It happens almost every time: We’re zigzaging the aisles in Safeway and find ourselves at the edge of the store in the cooler section staring at the shelves of beer. We’re not pondering our selection; as any Colorado beer drinker knows, you don’t buy a sixer at the grocery store. (Thanks to an old state liquor law, grocery stores aren’t allowed to sell full-strength beer.) Instead, we’re looking at the shelves wondering: How do they make this 3.2 percent stuff? Is it just watered-down regular beer? To find out, we asked AC Golden‘s head brewer Jeff Nickel, who described the process as a “pretty good challenge.”

AC Golden’s most popular brew is Colorado Native, an easy-drinking amber lager brewed with ingredients from the Centennial State. When the brewery first introduced the beer a few years ago, it clocked in at a 5.5 percent. But this year, when the sales crew thought to try Native in grocery stores, the brewers had to figure out how to make a 3.2 version.

The easiest way would have been to dillute Native down to 3.2 percent alcohol using water, which the brewers tried. “It tasted like watered-down beer,” Nickel says. “If someone happened to pick up the 3.2 version and was used to drinking regular Native, they might have thought there was a defect.” So they tried to brew a different version of Native that tasted the same, just with less alcohol. Or, put another way, they attempted to brew a completely different beer with the exact same flavor as the original Colorado Native. The problem was, alcohol contributes to flavor and mouthfeel in a beer. “When you’re brewing a low-gravity beer,” Nickel says, “the ester profile is very different.”

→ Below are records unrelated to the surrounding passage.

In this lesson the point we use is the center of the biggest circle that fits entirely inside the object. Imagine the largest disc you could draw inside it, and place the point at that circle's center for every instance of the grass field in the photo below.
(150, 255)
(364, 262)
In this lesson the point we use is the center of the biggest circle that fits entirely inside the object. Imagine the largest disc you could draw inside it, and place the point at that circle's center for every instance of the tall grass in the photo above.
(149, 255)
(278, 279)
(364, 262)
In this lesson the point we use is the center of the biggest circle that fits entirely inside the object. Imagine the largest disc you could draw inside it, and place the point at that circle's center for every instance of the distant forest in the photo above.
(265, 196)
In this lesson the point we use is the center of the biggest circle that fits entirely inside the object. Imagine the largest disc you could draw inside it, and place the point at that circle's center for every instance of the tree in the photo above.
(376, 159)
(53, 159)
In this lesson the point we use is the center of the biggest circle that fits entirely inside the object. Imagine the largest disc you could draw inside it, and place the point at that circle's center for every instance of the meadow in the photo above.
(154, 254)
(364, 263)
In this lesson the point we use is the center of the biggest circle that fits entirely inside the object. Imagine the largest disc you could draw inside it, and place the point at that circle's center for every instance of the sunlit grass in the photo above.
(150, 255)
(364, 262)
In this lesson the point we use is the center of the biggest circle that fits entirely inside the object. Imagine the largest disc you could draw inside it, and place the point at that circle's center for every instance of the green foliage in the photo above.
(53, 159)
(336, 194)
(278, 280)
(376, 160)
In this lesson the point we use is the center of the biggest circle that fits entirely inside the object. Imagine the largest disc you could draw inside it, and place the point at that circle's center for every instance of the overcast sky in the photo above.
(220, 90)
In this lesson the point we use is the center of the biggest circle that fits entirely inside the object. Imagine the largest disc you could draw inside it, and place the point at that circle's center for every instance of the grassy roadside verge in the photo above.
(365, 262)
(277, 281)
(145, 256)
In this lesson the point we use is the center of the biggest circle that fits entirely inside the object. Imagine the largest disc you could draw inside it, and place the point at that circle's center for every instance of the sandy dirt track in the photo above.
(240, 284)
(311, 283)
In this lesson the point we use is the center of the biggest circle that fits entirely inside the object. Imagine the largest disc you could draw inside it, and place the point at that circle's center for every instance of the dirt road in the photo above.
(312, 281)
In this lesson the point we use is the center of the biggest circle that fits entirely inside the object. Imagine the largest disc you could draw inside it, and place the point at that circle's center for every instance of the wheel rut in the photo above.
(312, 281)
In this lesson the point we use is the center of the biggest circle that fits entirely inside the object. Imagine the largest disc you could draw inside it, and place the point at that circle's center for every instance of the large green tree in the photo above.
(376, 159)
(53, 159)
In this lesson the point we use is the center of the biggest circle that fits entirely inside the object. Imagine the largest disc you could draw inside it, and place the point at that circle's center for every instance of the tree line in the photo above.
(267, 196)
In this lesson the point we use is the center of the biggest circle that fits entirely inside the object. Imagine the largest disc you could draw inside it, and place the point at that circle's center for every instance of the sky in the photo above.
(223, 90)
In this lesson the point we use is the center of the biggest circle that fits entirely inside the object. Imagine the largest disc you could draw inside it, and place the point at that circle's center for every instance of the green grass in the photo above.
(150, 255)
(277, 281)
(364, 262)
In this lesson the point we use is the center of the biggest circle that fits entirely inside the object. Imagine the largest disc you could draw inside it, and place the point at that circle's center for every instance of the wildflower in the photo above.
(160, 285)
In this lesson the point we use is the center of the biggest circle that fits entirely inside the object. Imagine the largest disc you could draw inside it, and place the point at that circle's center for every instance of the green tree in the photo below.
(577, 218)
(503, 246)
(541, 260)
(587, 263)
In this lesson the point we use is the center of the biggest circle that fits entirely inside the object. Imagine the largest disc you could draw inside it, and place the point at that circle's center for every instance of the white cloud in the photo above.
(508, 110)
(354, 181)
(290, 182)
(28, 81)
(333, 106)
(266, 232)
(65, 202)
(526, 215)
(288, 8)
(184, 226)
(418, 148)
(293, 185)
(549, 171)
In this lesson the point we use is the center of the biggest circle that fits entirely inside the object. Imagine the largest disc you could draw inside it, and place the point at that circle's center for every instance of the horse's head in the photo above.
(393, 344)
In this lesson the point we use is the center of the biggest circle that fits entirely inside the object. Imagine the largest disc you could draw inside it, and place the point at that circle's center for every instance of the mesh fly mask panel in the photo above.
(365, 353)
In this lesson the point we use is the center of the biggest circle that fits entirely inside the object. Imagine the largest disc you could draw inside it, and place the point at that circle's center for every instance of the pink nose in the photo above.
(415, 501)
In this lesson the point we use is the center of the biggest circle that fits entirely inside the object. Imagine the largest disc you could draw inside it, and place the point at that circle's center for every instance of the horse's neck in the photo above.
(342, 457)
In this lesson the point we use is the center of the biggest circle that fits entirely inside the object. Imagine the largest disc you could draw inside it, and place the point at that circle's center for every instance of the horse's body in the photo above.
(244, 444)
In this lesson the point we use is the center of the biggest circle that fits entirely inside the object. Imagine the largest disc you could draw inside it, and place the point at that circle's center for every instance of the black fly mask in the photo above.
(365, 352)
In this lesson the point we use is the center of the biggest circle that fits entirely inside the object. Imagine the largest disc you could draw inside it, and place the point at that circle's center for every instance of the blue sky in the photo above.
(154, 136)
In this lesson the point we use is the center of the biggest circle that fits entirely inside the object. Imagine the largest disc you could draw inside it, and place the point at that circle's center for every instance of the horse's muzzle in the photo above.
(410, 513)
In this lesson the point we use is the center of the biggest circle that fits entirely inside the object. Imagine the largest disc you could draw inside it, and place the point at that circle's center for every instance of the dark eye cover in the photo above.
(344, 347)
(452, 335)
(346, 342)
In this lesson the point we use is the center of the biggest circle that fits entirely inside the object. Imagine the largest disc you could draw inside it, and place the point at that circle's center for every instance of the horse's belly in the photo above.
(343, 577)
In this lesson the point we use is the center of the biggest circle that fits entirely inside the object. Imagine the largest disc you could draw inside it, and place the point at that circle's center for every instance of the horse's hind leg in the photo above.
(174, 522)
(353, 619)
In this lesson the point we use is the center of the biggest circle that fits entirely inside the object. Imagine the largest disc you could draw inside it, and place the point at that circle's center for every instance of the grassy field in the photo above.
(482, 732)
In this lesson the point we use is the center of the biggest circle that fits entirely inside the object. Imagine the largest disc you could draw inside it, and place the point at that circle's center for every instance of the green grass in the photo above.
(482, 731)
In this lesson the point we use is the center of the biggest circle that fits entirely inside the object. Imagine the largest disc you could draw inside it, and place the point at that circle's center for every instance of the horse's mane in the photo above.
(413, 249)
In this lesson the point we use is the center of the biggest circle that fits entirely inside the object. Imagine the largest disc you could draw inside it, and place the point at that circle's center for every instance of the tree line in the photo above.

After tinkering with several batches, they came up with a version of Native they liked. It was about 3.5 percent, and the brewers were able to dillute that batch down to 3.2 percent without altering the flavor too much. Nickel was pleased with the final product. “As a brewer, as much as I like our regular Native, I really enjoy the 3.2 version,” he says. “It’s nice and sessionable.” In fact, the 3.2 version of Colorado Native took a bronze medal at this year’s United States Open Beer Championship in the American Amber category.